Self-care and The Dalit Woman

Christina Dhanaraj
The Window Sill
Published in
4 min readDec 10, 2015

“All too often women believe it is a sign of commitment, an expression of love, to endure unkindness or cruelty, to forgive and forget. In actuality, when we love rightly we know that the healthy, loving response to cruelty and abuse is putting ourselves out of harm’s way.”
― bell hooks, All About Love: New Visions

As days go by, and as I meet more of my amazing sisters, I am becoming increasingly convinced that self-care and self-love is of great importance to us Dalit women. The kind that is fierce, almost radical.

But even as I write this, I wonder what it really means to place the self over the other. And who or what defines the ‘other’? What does self-reliance really mean? What does community and sisterhood and friendship really mean then? How does sex and love and loss figure in all this? What does advocacy and activism and counselling look like, where life and work is all about the other?

Also at a time when a status, a selfie, a plane ticket, a like, and a share has the potency to evoke hate and vitriolic backlashes, on social media and otherwise, in the name of ‘calling-out’, would self love be interpreted as selfishness? And do we need to bother? Especially when it comes from those we call our own?

And then there is violence — so many kinds of it, from so many corners. From a stranger, a co-passenger, an ally, the partner, a friend, this Savarna policeman, that upper caste landlord, a boss, a colleague, a lover, the family, the community, the someone and the anyone. It doesn’t end and it never promises to.
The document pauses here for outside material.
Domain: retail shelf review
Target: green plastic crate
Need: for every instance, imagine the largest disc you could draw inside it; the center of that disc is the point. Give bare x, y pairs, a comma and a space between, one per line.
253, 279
What do we do at this point? What does the Dalit woman do? Who do we run to? Where do we leave our kids, who do we leave them with? Where is the money? Who is the ‘man’ in our life? The world says he is our man, our love, and we too think we love him; yet, all we do is cry or shout. He beats us when he is drunk, he beats us when he is frustrated, he beats us when he is bored. Sometimes he beats us even without beating us. Sometimes it’s his words that kill; sometimes it’s his love. Yet, many times, we choose to protect him, his image and his honour, we find excuses for his behaviour, lest the savarnas use our story to demonise him; and this by placing our happiness, our peace, and our sense of dignity on hold. “Wait, not now. Shut up, you little thing, what is happening to you is neither so bad nor are you so important. You’re a Dalit woman, whose skin is too dark to touch and whose voice, too loud to evoke any desire. Wait, be silent.”

Also, if we do remain silent, who do we really have? Would we run to our friend, the one who promised to be there all life and then buckled? Or perhaps another, the one who speaks of feminism and liberation and revolution, but doesn’t have a ear or a hand to lend? Would we run to each other? Maybe we would find a new job. Or a new man. Or both. Or the one that’s easier.

But the savarnas. Like hawks they wait in the street corner. They will taunt and tease. They will violate. They will size us up and pull us down. They will not hesitate to crush us when they get a chance. For this to end, for this fight to cease, should we stay? Should we feign peace and fake love?

Maybe this is when we would stop trusting everyone but ourselves. Perhaps self-love, to us, at its core, would just mean protection from the others; a form of survival.

But if we do choose this path, assuming that we have fought to exercise this choice, would we have the toolkit? Would we know how to remind ourselves that our skin is beautiful like innocence, and our eyes, like the yellowness of a flame leaf? Would we know that inside of us lies so much strength, all that we would ever need? Would we believe that we matter? Our voice and our Dalit-ness and our worldview?

Would we realise that self care and self love is not the domain of just savarna feminists, who have created careers and lives riding on the backs of our women as their maids and nannies? Would we know how to reject the you’re-not-so-good-enough voice? Would we have the courage to sometimes protect our souls from ourselves? Would we trust our self-love over our partner’s abuse that comes camouflaged as love? Would we fully, daily, believe that we are beautiful and desirable and everything else?

Would we believe, fiercely, that our lives and our souls are beyond precious? Would we be radical enough to leave and close and stop, anything, everything that is harming us? Would we trust our authenticity, and with that, our spirit of resilience? Would we please not sacrifice just about everything? Would we “leave the table when love (and respect) are no longer being served”? Would we speak and write and paint our minds, without fearing backlash?

Would we choose life? Would we choose healing? Would we, by that, choose to teach each other ways to self-love and love/stand up for each other?